Chacun des patients ou usagers reçu dans ces lieux de soin affiche un élan volontaire de changement et il ne peut ignorer la spécialisation de l’endroit qui l’accueille. Spontanément, il n’est d’ailleurs pas sans supposer aux professionnels une certaine expertise, méconnaissant toujours au passage celle qui lui revient à lui. Aussi dans les premiers entretiens la question de la place prise par le produit ou la conduite morbide dans tous les domaines de la vie est abordée et l’on pourrait être tenté d’entendre dans ce premier témoignage une plainte universelle qui viendrait dire de façon globalisante et réductrice ce que pourrait être la vérité du recours à l alcool pour les alcooliques ou du recours à l héroïne pour les toxicomanes. Sévèrement ancrés dans des mécanismes défensifs qui conditionnent la rencontre avec l’autre, les patients que nous recevons présentent à leur arrivée cette tendance à l anonymisation de leur trouble et de la part qu’ils y prennent. Il faut un long moment pour que la parole se spécifie et que, plus personnelle, elle assume le risque d’exposer son locuteur. Il nous faut alors souvent expliquer la notion d’addiction en terme de solution, solution nécessaire pour un individu en particulier, à un moment particulier de sa vie, et comme il ne viendrait à l idée de personne de s’en prendre aux béquilles qui l’ont soutenu quand il était blessé, il y a à reconnaître l’utilité provisoire, même si trompeuse, du recours au produit. Si dans les premiers temps du soin, des stratégies d évitement ou de substitution permettent le démarrage d un travail de mise à distance de l’objet d’addiction, toutes les personnes par la suite n’accèdent pas à la formulation d’une demande d’élucidation personnelle de ce que peut être, au singulier, la problématique de la dépendance. C est un choix conscient qui ne peut économiser la traversée d une temporalité psychique souvent longue, une temporalité restaurée dans ce qu’elle comprend de maturation, mais donc aussi dans ce qu’elle sous- entend d’acceptation de l’expérience inévitable de la perte. Dans ce sens, il ne nous étonne pas d’avoir parfois à convoquer au cours de nos suivis une véritable clinique du deuil.

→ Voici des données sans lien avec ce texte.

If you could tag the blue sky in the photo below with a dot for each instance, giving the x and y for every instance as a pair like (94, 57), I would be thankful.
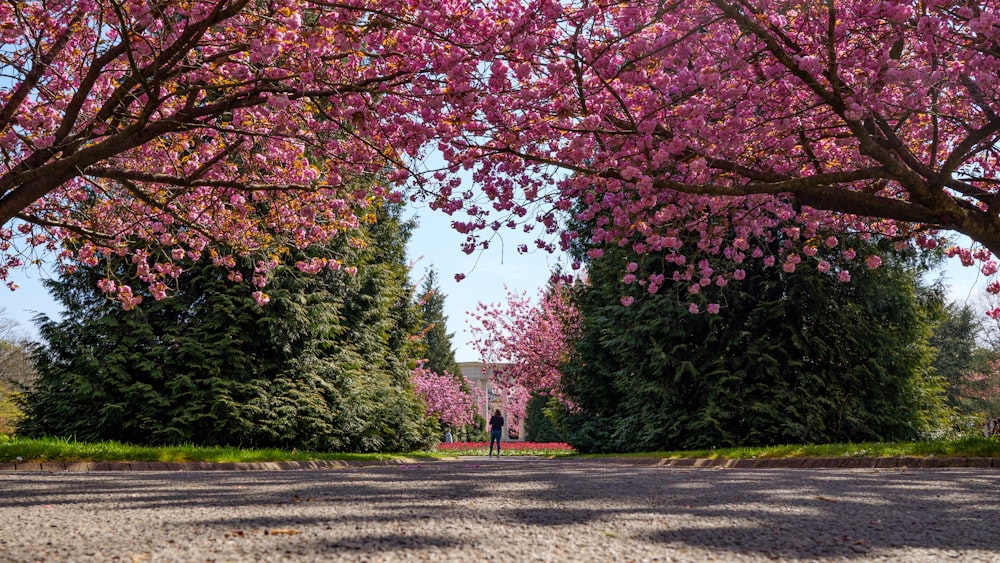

Les histoires de vie qui nous sont rapportées n’ont pas cependant à être empruntes d’une dimension tragique pour que leurs personnages s’abîment dans un rapport destructeur au produit. Bien que la question du traumatisme soit omniprésente dans la pratique de l’accompagnant en addictologie, une part du trouble s’origine aussi dans la constitution plus ordinaire d’un certain mode de rapport au monde. Souvent de l’ordre de l’indicible, certains enjeux sont destinés à toujours nous échapper et même soutenu par le professionnel, le sujet n’accédera pas à ce qui serait l’explication ultime de sa problématique addictive. Le soignant lui-même n’est pas étranger de cette part de dépendance qui le constitue lui aussi, du fait de la vulnérabilité extrême qui a caractérisé sa venue au monde en tant qu’homme. Mais ce qui le différencie de celui qui vient le voir, ce qui rend la conduite problématique et qui fait la marque de la pathologie, c’est le recours répété et surtout exclusif à cette solution que représente face à toute difficulté la conduite addictive. Les personnes addictées expérimentent de façon compulsive le recours au produit dans la recherche d’un effet de décharge des tensions. Nous savons que cette recherche d’apaisement est au final toujours infructueuse car illusoire et fugace. Elle renvoie en effet à la quête d’un objet interne, d’un objet psychique, malheureusement jamais substituable de façon satisfaisante ou durable par un objet externe que l’alcool, le cannabis, l’héroïne ou même l’autre sont appelés à figurer.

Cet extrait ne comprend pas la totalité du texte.